The Skin Health Alliance research shows that most people questioned feel that skincare products are not living up to their claims and many consumers don’t know which skincare products to believe. “I am in my late thirties and want to look after my skin, but get really confused when buying skin products. I don’t know which products will work and which won’t. I just want a product that does what it says on the tin,” said Kathy, a consumer from Melbourne.
The Skin Health Alliance, an independent global organisation working with leading dermatologists and cosmetic scientists, has launched a skincare product accreditation scheme that will act as a beacon to people who want skincare products that are safe and deliver the benefits they claim. When people see the Skin Health Alliance ‘dermatologically accredited’ mark, they will know that a skincare product has passed a rigorous set of skin safety requirements, is skin friendly, environmentally sound and any claims are evidenced by robust scientific and clinical research.
The Skin Health Alliance also found that the two biggest influences when buying skincare products were price and whether a product was dermatologically tested. Being the preferred brand and a brand’s reputation were the third most influential reasons when buying skincare products.
“As a dermatologist I have noticed how skin savvy the public have become over recent years. They want skincare products that can match their claims. The Skin Health Alliance accreditation scheme is to be welcomed as it will give consumers the clarity they want with a clear signal of those skincare products that have been independently reviewed by a panel of top dermatologists and skin scientists,” said Dr John English, Consultant Dermatologist at Queens Medical Centre Nottingham.
The Skin Health Alliance research confirms that most people are fully behind the new accreditation scheme. Nearly nine out of ten consumers (88%) said they would be more likely to believe a skincare product’s claims combined with over eight out of ten (82%) saying they would be more likely to buy a skincare product if it was accredited by the Skin Health Alliance.

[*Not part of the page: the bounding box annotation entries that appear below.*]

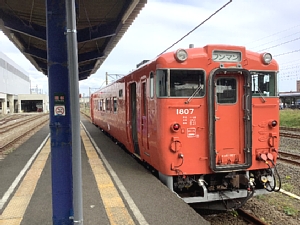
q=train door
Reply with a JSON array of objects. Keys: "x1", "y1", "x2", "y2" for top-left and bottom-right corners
[
  {"x1": 129, "y1": 83, "x2": 140, "y2": 155},
  {"x1": 209, "y1": 69, "x2": 252, "y2": 171},
  {"x1": 141, "y1": 79, "x2": 148, "y2": 148}
]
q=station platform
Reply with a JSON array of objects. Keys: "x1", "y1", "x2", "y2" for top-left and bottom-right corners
[{"x1": 0, "y1": 116, "x2": 210, "y2": 225}]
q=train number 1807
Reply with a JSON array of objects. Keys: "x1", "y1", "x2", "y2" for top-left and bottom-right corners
[{"x1": 176, "y1": 109, "x2": 194, "y2": 115}]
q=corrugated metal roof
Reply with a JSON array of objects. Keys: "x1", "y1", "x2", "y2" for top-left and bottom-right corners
[{"x1": 0, "y1": 0, "x2": 147, "y2": 80}]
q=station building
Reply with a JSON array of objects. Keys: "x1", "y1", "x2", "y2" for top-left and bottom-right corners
[{"x1": 0, "y1": 51, "x2": 49, "y2": 114}]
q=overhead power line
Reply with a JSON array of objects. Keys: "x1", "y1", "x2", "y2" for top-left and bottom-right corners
[
  {"x1": 159, "y1": 0, "x2": 232, "y2": 55},
  {"x1": 248, "y1": 24, "x2": 300, "y2": 45},
  {"x1": 274, "y1": 49, "x2": 300, "y2": 57},
  {"x1": 259, "y1": 37, "x2": 300, "y2": 52},
  {"x1": 252, "y1": 31, "x2": 300, "y2": 49}
]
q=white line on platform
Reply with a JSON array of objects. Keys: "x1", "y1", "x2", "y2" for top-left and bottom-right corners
[
  {"x1": 81, "y1": 122, "x2": 149, "y2": 225},
  {"x1": 0, "y1": 134, "x2": 50, "y2": 210}
]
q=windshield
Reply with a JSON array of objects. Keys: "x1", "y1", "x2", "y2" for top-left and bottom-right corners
[
  {"x1": 156, "y1": 69, "x2": 205, "y2": 97},
  {"x1": 251, "y1": 71, "x2": 277, "y2": 96}
]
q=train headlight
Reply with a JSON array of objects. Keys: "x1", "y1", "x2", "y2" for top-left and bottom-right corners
[
  {"x1": 261, "y1": 53, "x2": 272, "y2": 65},
  {"x1": 171, "y1": 123, "x2": 180, "y2": 132},
  {"x1": 269, "y1": 120, "x2": 278, "y2": 127},
  {"x1": 174, "y1": 49, "x2": 188, "y2": 62}
]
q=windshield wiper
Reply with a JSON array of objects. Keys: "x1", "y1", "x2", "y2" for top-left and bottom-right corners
[
  {"x1": 257, "y1": 87, "x2": 266, "y2": 103},
  {"x1": 184, "y1": 85, "x2": 203, "y2": 104}
]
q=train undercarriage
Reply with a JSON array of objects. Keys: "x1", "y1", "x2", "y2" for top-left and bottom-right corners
[{"x1": 159, "y1": 168, "x2": 280, "y2": 210}]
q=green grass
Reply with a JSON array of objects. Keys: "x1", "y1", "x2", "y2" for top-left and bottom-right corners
[{"x1": 279, "y1": 109, "x2": 300, "y2": 128}]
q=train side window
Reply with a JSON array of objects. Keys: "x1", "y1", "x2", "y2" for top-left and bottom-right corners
[
  {"x1": 150, "y1": 72, "x2": 154, "y2": 98},
  {"x1": 216, "y1": 78, "x2": 237, "y2": 104},
  {"x1": 113, "y1": 97, "x2": 118, "y2": 113},
  {"x1": 156, "y1": 70, "x2": 168, "y2": 97},
  {"x1": 101, "y1": 99, "x2": 106, "y2": 111},
  {"x1": 106, "y1": 98, "x2": 111, "y2": 111},
  {"x1": 98, "y1": 99, "x2": 103, "y2": 111}
]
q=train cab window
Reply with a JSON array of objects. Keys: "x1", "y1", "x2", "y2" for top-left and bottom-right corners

Nearly all surveyed (98%) want to see the Skin Health Alliance accreditation mark on skincare products, 81% want to see the mark on cosmetic products and 79% on hair care and hair dye products.
“I would definitely look for the Skin Health Alliance mark as it will give me the extra confidence I need when buying skincare products. I don’t expect miracles, I just want to be reassured that a product will work and is good for my skin,” said Kate, from London.
The new Skin Health Alliance accreditation scheme aims to improve confidence when buying a skincare product. The Skin Health Alliance is a not-for-profit organisation and any profits derived from the new accreditation scheme will be donated to skin disease and skin cancer charities to help the millions of people suffering physically and psychologically from skin disease across the globe.